Q.18 Study the pattern:
1 × 8 + 1 = 9 1234 × 8 + 4 = 9876
12 × 8 + 2 = 98 12345 × 8 + 5 = 98765
123 × 8 + 3 = 987
Write the next two steps. Can you say how the pattern works?

Ans-

The next two steps are:
123456 × 8 + 6 = 987654
1234567 × 8 + 7 = 9876543
The working pattern is as given below:
1 × 8 + 1 = 9
12 × 8 + 2 = (11 + 1) × 8 + 2
= 11 × 8 + 1 × 8 + 2
= 88 + 9 + 1
= 88 + first term + 1
= 98
123 × 8 + 3 = (111 + 11 + 1) × 8 + 3
= 111 × 8 + 11 × 8 + 1 × 8 + 3
= 888 + 88 + 8 + 2 + 1
= 888 + second term + 1
= 987
1234 × 8 + 4 = (1111 + 111 + 11 + 1) × 8 + 4
= 1111 × 8 + 111 × 8 + 11 × 8 + 1 × 8 + 4
= 8888 + 888 + 88 + 8 + 3 + 1
= 8888 + third term + 1
= 9876
12345 × 8 + 5 = (11111 + 1111 + 111 + 11 + 1) × 8 + 5
= 11111 × 8 +1111 × 8 + 111 × 8 +11 × 8
+ 1 × 8 + 4 + 1
= 88888 + 8888 + 888 + 88 + 8 + 4 + 1
= 88888 + fourth term + 1
= 98765
In this way we can follow this pattern to find next terms.

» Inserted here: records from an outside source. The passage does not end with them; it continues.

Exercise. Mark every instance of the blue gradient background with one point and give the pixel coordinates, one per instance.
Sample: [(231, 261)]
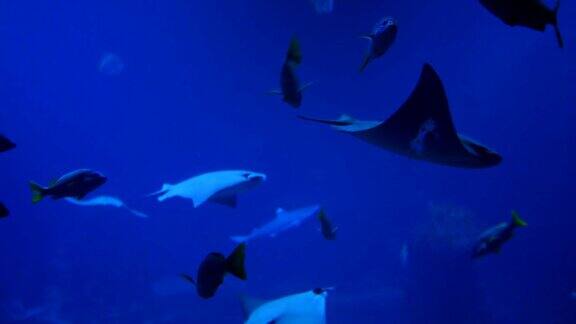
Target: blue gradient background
[(191, 99)]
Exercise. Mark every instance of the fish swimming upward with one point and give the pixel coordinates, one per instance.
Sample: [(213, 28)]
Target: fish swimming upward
[(421, 129), (533, 14), (221, 187), (381, 39), (284, 220), (304, 308)]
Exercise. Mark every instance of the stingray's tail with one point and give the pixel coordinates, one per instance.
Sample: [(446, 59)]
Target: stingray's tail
[(556, 28), (160, 193)]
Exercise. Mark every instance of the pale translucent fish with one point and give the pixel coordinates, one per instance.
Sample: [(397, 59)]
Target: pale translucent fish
[(304, 308), (105, 201), (323, 6)]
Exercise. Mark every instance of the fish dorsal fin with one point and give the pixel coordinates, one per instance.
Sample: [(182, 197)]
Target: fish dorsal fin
[(425, 112), (228, 200), (250, 304)]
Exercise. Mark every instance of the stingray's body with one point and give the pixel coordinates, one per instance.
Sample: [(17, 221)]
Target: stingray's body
[(220, 187), (304, 308), (533, 14), (421, 129), (283, 221)]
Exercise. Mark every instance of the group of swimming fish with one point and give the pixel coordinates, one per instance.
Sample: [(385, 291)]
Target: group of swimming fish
[(421, 129)]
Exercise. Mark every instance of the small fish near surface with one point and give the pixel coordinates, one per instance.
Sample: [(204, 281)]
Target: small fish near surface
[(381, 39), (533, 14), (4, 212), (221, 187), (326, 227), (421, 129), (290, 87), (6, 144), (493, 239), (303, 308), (76, 184), (214, 268), (284, 220)]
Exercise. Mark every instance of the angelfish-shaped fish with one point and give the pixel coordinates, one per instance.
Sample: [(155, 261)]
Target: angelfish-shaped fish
[(381, 38)]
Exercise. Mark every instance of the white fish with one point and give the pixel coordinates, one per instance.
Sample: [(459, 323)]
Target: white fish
[(283, 221), (105, 201), (220, 187), (304, 308)]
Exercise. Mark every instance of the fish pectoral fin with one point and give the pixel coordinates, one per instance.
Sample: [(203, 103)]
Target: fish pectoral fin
[(250, 304), (230, 200), (275, 92)]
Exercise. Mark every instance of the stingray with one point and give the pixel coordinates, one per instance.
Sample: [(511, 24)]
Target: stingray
[(283, 221), (533, 14), (105, 201), (421, 129), (221, 187), (304, 308)]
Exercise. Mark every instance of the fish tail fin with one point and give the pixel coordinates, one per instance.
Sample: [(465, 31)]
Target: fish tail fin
[(38, 192), (517, 221), (165, 188), (556, 28), (235, 262)]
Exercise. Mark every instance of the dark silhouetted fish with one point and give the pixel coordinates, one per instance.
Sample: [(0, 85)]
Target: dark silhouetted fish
[(382, 37), (291, 90), (75, 184), (326, 227), (214, 268), (421, 129), (493, 239), (6, 144), (534, 14), (4, 212)]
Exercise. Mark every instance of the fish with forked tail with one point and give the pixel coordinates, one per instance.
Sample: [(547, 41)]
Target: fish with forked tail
[(533, 14)]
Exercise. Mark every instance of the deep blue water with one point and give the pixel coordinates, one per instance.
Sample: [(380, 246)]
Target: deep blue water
[(192, 98)]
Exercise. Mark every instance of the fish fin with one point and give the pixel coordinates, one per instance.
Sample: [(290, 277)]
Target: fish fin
[(165, 188), (250, 304), (275, 92), (294, 54), (229, 200), (235, 262), (306, 86), (38, 192), (517, 221), (188, 278), (239, 239)]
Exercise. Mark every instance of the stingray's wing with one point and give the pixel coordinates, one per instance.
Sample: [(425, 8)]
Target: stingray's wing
[(427, 107)]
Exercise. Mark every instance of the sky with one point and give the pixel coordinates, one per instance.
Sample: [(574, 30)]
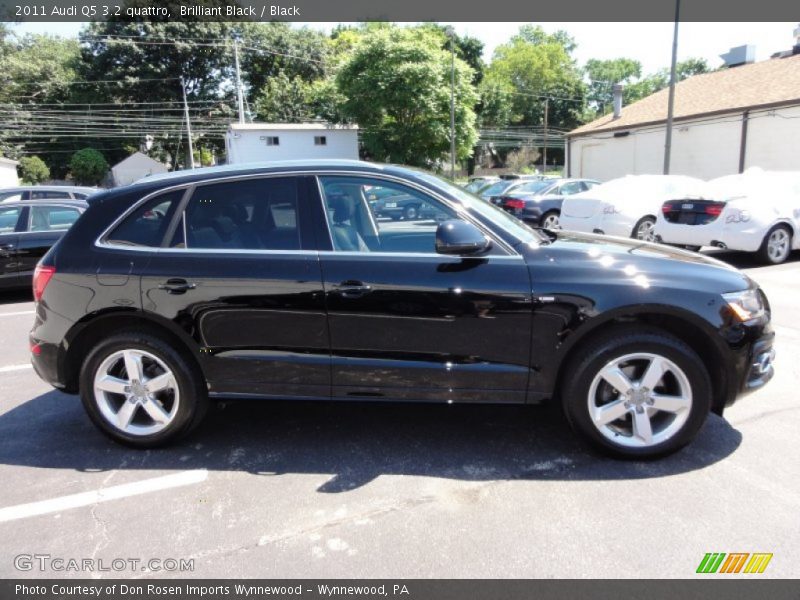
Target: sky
[(649, 43)]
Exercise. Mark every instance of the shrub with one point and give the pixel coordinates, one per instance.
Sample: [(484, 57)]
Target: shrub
[(32, 170), (88, 167)]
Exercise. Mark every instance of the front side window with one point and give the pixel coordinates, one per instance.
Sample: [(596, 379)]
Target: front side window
[(52, 218), (8, 218), (371, 215), (251, 214), (147, 225)]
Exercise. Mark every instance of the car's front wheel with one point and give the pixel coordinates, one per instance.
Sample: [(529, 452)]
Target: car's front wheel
[(637, 394), (140, 391)]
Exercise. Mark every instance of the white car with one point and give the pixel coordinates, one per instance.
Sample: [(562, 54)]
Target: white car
[(757, 211), (628, 206)]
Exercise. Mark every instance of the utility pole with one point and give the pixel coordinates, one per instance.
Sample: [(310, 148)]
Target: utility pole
[(239, 95), (544, 158), (452, 34), (671, 105), (188, 124)]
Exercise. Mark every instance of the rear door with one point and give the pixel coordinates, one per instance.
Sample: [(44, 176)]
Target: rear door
[(11, 221), (408, 323), (45, 225), (239, 272)]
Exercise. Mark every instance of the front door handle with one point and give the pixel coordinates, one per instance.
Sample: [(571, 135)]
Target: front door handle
[(353, 289), (177, 286)]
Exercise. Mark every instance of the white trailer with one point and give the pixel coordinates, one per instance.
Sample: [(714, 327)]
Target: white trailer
[(259, 142)]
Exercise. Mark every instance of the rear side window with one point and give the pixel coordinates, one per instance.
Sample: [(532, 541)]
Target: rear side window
[(8, 218), (252, 214), (52, 218), (148, 224)]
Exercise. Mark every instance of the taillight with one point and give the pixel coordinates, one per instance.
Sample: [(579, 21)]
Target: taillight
[(41, 277)]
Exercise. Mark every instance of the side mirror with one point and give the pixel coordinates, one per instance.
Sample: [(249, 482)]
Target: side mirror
[(459, 237)]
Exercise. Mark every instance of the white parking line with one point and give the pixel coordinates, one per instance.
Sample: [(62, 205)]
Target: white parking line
[(23, 511), (15, 368)]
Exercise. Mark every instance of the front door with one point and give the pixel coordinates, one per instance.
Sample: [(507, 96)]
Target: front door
[(408, 323)]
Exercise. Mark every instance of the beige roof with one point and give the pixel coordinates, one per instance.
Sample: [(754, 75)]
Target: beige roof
[(770, 82)]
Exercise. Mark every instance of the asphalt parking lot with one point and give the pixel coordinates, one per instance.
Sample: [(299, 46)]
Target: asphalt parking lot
[(331, 490)]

Q.19 A taxi driver filled his car petrol tank with 40 litres of petrol on Monday. The next day, he filled the tank with 50 litres of petrol. If the petrol costs ₹44 per litre, how much did he spend in all on petrol?

Ans-

The cost of one litre petrol = ₹44
Petrol filled in tank on Monday = 40 litres

Petrol filled in tank on Tuesday = 50 litres

Driver spend money on petrol = 44 × (40+50)

= 44 × 90

= ₹3960

Thus, a taxi driver spent ₹3960 on petrol.